Uyuşmazlık Mahkemesi Hukuk Bölümü’nün, Ahmet AKYALÇIN’ın Başkanlığında, Üyeler: Mustafa KICALIOĞLU, Mahmut BİLGEN, Habibe ÜNAL, Ayper GÖKTUNA, Serdar AKSOY ve Muhittin KARATOPRAK’ın katılımlarıyla yapılan 01.03.2010 günlü toplantısında:

l-İLK İNCELEME : Dosya üzerinde 2247 sayılı Yasa’nın 27. maddesi gereğince yapılan incelemeye göre, adli ve idari yargı yerleri arasında 2247 sayılı Yasa’nın 14. maddesinde öngörülen biçimde olumsuz görev uyuşmazlığı doğduğu, idari yargı dosyasının 15. maddede belirtilen yönteme uygun olarak davacı vekilinin istemi üzerine son görevsizlik kararını veren mahkemece Uyuşmazlık Mahkemesi’ne gönderildiği ve usule ilişkin herhangi bir noksanlık bulunmadığı anlaşıldığından görev uyuşmazlığının esasının incelenmesine oybirliği ile karar verildi.

II-ESASIN İNCELENMESİ : Raportör-Hakim Taşkın ÇELİK’in, davanın çözümünde adli yargının görevli olduğu yolundaki raporu ile dosyadaki belgeler okunduktan; ilgili Başsavcılarca görevlendirilen Yargıtay Cumhuriyet Savcısı Dr. İlknur ALTUNTAŞ ile Danıştay Savcısı Gülen AYDINOĞLU’nun davada adli yargının görevli olduğu yolundaki sözlü açıklamaları da dinlendikten sonra GEREĞİ GÖRÜŞÜLÜP DÜŞÜNÜLDÜ :

Dava, davacı şirketi zarara uğrattıkları ileri sürülerek fazlaya ilişkin dava ve talep hakkı saklı kalmak kaydıyla davalılardan müştereken ve müteselsilen 2.367.756.498 TL'nin (2.367,757498 YTL'nin  19.2.2001 tarihinden itibaren reeskont faizi ile birlikte tahsili istemiyle açılmıştır.

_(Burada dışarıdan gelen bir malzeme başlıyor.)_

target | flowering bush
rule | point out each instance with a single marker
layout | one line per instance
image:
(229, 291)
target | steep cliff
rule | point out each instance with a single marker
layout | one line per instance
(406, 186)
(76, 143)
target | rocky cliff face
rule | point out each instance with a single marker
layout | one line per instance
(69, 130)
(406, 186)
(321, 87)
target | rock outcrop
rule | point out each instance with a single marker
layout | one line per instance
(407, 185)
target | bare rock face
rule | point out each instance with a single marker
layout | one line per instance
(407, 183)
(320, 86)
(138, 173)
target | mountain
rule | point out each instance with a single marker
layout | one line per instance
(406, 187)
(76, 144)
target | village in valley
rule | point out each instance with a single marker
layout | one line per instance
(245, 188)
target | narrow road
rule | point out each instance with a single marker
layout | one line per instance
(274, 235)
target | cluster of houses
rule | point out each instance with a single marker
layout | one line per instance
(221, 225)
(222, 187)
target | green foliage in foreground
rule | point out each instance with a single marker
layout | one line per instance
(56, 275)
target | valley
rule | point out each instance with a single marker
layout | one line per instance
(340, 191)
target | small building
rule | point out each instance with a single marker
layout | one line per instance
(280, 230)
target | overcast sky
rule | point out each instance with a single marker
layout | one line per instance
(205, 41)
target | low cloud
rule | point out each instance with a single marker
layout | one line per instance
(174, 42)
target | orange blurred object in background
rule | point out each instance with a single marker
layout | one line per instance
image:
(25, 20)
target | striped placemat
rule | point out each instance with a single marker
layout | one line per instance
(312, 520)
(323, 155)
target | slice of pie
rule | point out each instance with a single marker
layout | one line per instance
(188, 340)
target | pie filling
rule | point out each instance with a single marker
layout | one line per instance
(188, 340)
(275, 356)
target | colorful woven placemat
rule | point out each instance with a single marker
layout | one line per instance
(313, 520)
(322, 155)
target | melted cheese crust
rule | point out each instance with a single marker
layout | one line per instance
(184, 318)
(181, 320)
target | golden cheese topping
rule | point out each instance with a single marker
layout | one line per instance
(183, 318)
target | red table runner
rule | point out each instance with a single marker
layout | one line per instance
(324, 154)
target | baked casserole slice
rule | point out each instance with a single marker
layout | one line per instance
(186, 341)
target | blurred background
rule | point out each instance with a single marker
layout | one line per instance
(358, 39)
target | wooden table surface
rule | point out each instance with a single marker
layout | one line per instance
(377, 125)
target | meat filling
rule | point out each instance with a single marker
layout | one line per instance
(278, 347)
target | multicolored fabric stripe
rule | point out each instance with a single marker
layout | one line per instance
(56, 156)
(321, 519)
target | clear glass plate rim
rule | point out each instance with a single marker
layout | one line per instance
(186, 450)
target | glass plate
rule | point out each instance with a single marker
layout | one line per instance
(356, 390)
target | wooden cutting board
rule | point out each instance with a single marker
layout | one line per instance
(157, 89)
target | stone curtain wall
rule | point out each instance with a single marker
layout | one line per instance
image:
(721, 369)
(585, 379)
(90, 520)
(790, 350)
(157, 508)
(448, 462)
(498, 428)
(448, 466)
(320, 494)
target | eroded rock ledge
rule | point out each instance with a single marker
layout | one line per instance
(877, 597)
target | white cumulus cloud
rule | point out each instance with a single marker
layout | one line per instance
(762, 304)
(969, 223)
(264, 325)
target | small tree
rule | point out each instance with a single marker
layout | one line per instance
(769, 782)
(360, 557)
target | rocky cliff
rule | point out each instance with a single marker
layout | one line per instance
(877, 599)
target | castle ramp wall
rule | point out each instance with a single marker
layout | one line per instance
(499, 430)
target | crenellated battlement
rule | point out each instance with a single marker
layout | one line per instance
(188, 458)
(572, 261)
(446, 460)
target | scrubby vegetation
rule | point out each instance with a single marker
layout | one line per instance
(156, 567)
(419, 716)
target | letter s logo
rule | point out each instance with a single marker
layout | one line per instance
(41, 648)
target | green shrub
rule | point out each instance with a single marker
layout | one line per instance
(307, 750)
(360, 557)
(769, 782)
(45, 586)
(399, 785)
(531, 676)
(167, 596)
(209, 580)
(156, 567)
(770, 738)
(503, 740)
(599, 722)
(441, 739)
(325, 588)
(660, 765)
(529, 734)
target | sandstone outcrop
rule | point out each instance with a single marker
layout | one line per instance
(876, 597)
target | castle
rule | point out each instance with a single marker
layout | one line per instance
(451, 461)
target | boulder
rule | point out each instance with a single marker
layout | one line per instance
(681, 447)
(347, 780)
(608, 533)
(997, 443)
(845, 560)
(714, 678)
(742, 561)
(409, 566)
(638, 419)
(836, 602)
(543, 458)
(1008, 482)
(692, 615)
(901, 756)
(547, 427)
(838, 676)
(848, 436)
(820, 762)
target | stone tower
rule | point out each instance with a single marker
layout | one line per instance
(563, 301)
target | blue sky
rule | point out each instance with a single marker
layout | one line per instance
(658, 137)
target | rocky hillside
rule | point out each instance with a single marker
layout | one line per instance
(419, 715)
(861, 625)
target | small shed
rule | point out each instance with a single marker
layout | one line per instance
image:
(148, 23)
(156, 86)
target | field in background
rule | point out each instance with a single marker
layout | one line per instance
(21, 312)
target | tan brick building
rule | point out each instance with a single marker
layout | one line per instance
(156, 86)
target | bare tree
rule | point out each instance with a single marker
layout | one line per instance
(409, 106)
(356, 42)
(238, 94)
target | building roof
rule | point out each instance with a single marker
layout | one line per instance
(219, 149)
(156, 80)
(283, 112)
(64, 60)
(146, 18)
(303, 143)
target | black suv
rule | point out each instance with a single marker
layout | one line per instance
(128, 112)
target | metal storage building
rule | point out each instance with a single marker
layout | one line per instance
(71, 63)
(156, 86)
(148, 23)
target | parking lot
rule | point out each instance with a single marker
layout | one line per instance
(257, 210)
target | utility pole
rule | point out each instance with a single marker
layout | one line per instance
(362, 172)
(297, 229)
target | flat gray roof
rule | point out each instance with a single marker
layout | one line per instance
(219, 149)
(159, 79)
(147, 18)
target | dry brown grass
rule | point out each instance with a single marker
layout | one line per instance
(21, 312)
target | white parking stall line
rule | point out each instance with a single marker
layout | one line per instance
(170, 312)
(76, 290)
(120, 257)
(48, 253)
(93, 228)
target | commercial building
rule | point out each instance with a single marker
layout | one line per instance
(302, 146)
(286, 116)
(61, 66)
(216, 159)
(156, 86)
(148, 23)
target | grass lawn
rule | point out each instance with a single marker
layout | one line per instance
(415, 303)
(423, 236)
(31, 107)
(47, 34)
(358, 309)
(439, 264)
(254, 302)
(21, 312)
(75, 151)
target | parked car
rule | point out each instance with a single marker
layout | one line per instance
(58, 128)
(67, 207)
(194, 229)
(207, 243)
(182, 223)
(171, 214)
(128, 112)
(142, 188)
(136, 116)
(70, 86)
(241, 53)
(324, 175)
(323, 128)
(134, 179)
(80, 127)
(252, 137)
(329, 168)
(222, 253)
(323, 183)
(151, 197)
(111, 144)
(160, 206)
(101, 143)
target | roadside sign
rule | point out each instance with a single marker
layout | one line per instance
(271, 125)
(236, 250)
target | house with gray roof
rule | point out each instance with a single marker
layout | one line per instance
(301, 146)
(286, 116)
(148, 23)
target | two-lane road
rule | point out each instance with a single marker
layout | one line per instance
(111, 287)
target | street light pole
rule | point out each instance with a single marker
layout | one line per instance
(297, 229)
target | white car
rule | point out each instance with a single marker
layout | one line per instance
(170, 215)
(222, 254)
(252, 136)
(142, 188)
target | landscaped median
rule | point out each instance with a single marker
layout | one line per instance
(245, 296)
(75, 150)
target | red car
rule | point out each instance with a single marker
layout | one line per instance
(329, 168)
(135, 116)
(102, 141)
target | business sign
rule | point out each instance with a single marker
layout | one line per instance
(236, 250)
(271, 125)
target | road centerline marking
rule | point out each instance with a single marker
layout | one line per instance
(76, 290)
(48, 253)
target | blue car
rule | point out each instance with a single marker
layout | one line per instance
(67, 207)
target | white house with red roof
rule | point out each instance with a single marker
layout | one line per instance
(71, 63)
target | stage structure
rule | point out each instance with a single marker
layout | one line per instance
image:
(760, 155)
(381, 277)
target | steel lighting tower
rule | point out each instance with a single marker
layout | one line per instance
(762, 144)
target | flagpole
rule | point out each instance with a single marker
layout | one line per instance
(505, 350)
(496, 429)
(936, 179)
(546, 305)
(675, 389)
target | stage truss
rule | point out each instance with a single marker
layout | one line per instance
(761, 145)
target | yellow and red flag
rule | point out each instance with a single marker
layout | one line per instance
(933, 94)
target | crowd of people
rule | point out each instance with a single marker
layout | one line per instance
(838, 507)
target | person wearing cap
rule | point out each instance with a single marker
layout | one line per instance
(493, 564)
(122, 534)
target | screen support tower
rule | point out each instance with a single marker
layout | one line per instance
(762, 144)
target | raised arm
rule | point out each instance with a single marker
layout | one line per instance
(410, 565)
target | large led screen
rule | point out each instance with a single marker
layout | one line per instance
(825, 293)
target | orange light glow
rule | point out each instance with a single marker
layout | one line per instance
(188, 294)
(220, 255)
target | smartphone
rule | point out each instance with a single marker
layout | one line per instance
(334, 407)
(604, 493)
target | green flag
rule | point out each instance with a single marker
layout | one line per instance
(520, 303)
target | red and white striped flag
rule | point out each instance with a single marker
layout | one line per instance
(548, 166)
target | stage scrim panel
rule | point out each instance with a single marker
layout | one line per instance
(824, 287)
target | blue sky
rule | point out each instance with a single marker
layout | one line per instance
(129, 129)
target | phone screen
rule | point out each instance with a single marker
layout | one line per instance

2577 sayılı İdari Yargılama Usulü Kanunu’nun “İdari dava türleri ve idari yargı yetkisinin sınırı” başlığını taşıyan 2. maddesinin birinci fıkrasında, “1. (Değişik: 10/6/1994 - 4001/1 md.) İdari dava türleri şunlardır:

a) (İptal: Ana.Mah.nin 21/9/1995 tarih ve E:1995/27, K:1995/47 sayılı kararı ile; Yeniden Düzenleme: 8/6/2000 - 4577/5 md.) İdarî işlemler hakkında yetki, şekil, sebep, konu ve maksat yönlerinden biri ile hukuka aykırı olduklarından dolayı iptalleri için menfaatleri ihlâl edilenler tarafından açılan iptal davaları,

b) İdari eylem ve işlemlerden dolayı kişisel hakları doğrudan muhtel olanlar tarafından açılan tam yargı davaları,

c) (Değişik: 18/12/1999-4492/6 md.) Tahkim yolu öngörülen imtiyaz şartlaşma ve sözleşmelerinden doğan uyuşmazlıklar hariç, kamu hizmetlerinden birinin yürütülmesi için yapılan her türlü idari sözleşmelerden dolayı taraflar arasında çıkan uyuşmazlıklara ilişkin davalar” denilmiştir.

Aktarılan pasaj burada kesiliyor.